LAM/MPI logo

LAM/MPI General User's Mailing List Archives

  |   Home   |   Download   |   Documentation   |   FAQ   |   all just in this list

From: Jeff Squyres (jsquyres_at_[hidden])
Date: 2006-01-13 18:57:46


On Jan 13, 2006, at 1:54 PM, p p wrote:

> I am writing this email in order to tell you about
> the results of attaching a debugger to processes of a
> MPMD application. We have followed your advice
> (referring to Jeff) and tried valgrind to memcheck the
> MPMD application and found a serious problem in memory
> handling, which was not detectable when running on a
> single machine. Thanks again for your invaluable
> advice.

Excellent! When we started using memory-checking debuggers, we
wondered how we wrote software without them. :-)
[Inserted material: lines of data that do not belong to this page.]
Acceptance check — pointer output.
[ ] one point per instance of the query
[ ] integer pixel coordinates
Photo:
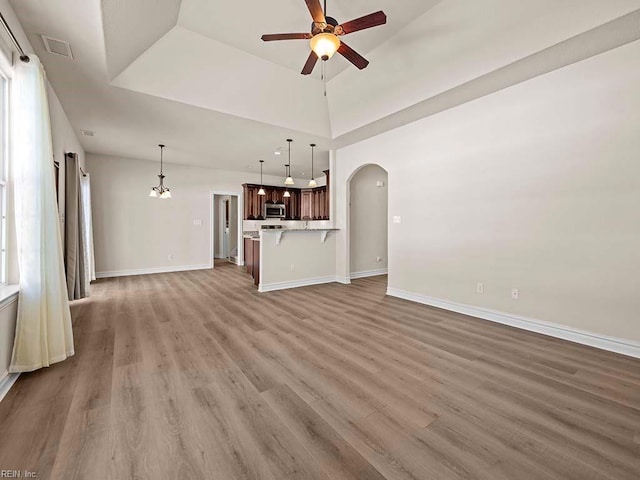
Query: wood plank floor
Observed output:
(195, 375)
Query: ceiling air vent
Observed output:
(57, 47)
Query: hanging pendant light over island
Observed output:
(160, 191)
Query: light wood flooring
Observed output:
(196, 375)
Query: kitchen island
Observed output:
(292, 257)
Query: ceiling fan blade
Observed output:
(354, 57)
(311, 63)
(368, 21)
(315, 9)
(285, 36)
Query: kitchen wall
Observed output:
(64, 140)
(136, 234)
(368, 222)
(535, 187)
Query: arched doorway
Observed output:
(368, 222)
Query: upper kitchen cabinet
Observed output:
(302, 204)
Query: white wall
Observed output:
(134, 233)
(535, 187)
(452, 43)
(368, 221)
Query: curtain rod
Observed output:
(23, 56)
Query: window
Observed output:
(4, 155)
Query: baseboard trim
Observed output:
(270, 287)
(369, 273)
(6, 383)
(148, 271)
(603, 342)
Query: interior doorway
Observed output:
(226, 218)
(368, 222)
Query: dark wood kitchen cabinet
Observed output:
(314, 205)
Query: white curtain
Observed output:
(43, 331)
(87, 228)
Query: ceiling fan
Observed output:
(325, 33)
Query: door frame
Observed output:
(212, 209)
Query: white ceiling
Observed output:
(194, 74)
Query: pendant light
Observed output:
(289, 180)
(312, 182)
(286, 193)
(261, 191)
(160, 191)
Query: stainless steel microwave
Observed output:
(274, 210)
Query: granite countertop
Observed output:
(302, 230)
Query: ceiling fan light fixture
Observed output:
(325, 45)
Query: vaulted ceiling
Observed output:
(195, 75)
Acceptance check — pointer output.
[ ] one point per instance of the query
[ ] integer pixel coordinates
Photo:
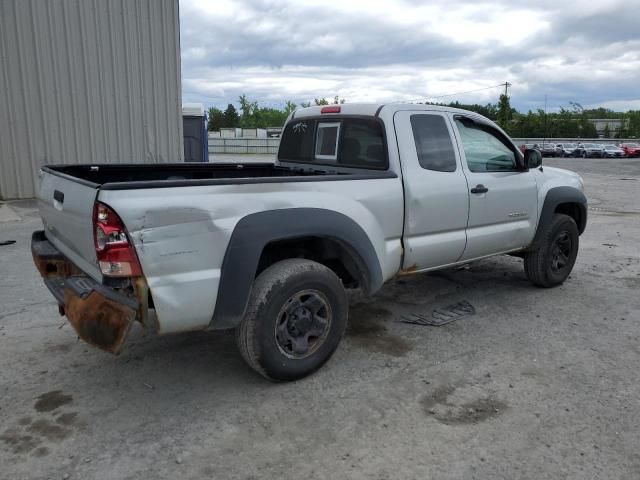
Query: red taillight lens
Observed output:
(115, 254)
(330, 109)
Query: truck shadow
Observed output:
(202, 369)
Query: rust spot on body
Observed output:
(412, 269)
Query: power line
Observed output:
(457, 93)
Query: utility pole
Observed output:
(506, 88)
(545, 118)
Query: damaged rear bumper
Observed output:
(102, 316)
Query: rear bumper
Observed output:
(100, 315)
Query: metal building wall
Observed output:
(87, 81)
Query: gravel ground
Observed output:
(538, 384)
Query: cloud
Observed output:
(278, 50)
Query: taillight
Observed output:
(115, 254)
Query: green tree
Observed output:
(289, 107)
(215, 119)
(231, 117)
(323, 101)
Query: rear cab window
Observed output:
(340, 141)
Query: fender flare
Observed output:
(253, 232)
(556, 196)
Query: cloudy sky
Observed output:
(275, 50)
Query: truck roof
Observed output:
(376, 108)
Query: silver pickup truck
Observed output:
(359, 194)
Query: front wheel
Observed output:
(295, 319)
(552, 262)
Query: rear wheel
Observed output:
(296, 316)
(553, 261)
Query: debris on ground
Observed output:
(441, 316)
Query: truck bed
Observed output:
(131, 176)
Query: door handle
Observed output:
(479, 189)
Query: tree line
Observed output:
(572, 121)
(250, 115)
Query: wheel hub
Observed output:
(303, 323)
(300, 321)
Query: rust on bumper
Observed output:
(98, 320)
(100, 315)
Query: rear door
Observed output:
(66, 208)
(503, 200)
(436, 191)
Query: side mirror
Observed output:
(532, 158)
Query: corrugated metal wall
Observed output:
(87, 81)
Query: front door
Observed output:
(503, 200)
(436, 190)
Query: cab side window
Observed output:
(484, 149)
(433, 143)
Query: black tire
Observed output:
(552, 262)
(282, 304)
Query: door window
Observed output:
(433, 143)
(486, 150)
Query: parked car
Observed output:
(359, 194)
(631, 149)
(548, 150)
(586, 150)
(566, 150)
(611, 151)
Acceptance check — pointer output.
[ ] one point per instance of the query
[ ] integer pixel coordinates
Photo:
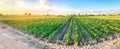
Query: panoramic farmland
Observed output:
(68, 30)
(59, 24)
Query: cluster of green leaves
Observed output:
(98, 28)
(68, 36)
(40, 27)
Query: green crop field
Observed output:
(68, 30)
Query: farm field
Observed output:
(69, 30)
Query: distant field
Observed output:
(67, 29)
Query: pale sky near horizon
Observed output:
(54, 6)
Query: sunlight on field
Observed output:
(106, 17)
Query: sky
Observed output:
(57, 6)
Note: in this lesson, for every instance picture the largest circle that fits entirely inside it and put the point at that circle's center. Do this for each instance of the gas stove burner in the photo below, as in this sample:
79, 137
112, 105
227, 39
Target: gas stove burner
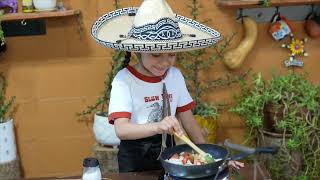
223, 175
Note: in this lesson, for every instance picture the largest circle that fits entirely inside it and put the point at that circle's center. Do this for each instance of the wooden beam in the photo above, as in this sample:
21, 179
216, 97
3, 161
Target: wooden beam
39, 15
257, 3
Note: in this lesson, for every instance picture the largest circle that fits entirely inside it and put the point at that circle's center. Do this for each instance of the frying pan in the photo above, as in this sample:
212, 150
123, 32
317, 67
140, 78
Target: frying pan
220, 153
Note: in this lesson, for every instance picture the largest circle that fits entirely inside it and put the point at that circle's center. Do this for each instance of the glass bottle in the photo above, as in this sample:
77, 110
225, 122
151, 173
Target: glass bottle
91, 169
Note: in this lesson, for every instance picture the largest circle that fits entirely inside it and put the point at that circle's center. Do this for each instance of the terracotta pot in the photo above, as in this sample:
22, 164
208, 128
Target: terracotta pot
289, 169
312, 26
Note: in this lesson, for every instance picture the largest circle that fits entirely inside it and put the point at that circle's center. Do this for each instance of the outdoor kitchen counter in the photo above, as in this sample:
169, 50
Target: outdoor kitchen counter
246, 173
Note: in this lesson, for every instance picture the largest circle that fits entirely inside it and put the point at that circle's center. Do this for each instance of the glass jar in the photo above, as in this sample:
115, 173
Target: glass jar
91, 169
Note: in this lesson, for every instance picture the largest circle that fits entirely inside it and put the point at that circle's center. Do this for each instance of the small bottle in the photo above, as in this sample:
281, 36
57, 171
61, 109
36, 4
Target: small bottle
27, 6
91, 169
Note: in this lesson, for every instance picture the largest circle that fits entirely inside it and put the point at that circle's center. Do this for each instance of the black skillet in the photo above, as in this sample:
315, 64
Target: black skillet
220, 153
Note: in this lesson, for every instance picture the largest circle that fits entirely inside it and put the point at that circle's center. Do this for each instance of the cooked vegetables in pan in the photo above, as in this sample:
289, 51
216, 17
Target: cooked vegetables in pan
187, 158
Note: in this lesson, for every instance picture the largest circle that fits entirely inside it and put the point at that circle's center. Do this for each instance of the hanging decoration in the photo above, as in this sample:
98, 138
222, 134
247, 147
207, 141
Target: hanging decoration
280, 27
296, 48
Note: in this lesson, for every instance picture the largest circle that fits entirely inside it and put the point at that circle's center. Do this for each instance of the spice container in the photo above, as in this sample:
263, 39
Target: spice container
91, 169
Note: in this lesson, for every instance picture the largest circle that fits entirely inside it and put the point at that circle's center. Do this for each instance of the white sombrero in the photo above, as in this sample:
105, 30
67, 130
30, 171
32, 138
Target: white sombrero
151, 28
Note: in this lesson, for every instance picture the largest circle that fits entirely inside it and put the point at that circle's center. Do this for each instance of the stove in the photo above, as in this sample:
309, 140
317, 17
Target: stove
223, 175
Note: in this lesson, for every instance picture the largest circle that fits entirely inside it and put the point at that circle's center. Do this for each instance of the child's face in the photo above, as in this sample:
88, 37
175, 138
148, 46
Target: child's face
158, 63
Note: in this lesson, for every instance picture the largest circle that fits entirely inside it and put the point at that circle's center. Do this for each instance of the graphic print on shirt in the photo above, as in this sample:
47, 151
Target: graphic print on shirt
156, 113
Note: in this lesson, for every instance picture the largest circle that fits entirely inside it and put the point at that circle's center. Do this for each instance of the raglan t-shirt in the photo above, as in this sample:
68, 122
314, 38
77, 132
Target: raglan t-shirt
139, 97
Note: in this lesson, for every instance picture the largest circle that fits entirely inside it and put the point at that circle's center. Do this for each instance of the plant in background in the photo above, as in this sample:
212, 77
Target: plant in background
2, 41
102, 101
296, 104
5, 105
194, 65
265, 3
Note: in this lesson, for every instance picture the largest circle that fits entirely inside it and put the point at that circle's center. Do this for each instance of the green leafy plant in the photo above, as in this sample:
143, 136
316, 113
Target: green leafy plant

> The funny part is that after correcting the memory
> problem, the processes blocked when trying to
> construct intercommunicators. After (many many) hours
> of debugging nothing seemed to go wrong. The
> intercommunicators should be constructed, but they
> were not. Then, we put the -ssi coll lam_basic option
> in mpirun and just like that... everything run
> perfectly!

Yoinks; this should absolutely not be the case.

One common case that people run into is a faulty assumption that
point to point message passing is guaranteed to progress during
collective operations. For example, LAM's shared memory collectives
do not use the point-to-point frameworks and instead are wholly
independent of the rest of LAM. Hence, when you go into a shared
memory collective, nothing else will progress.

Is it possible that this is happening in your application?

--
{+} Jeff Squyres
{+} The Open MPI Project
{+} http://www.open-mpi.org/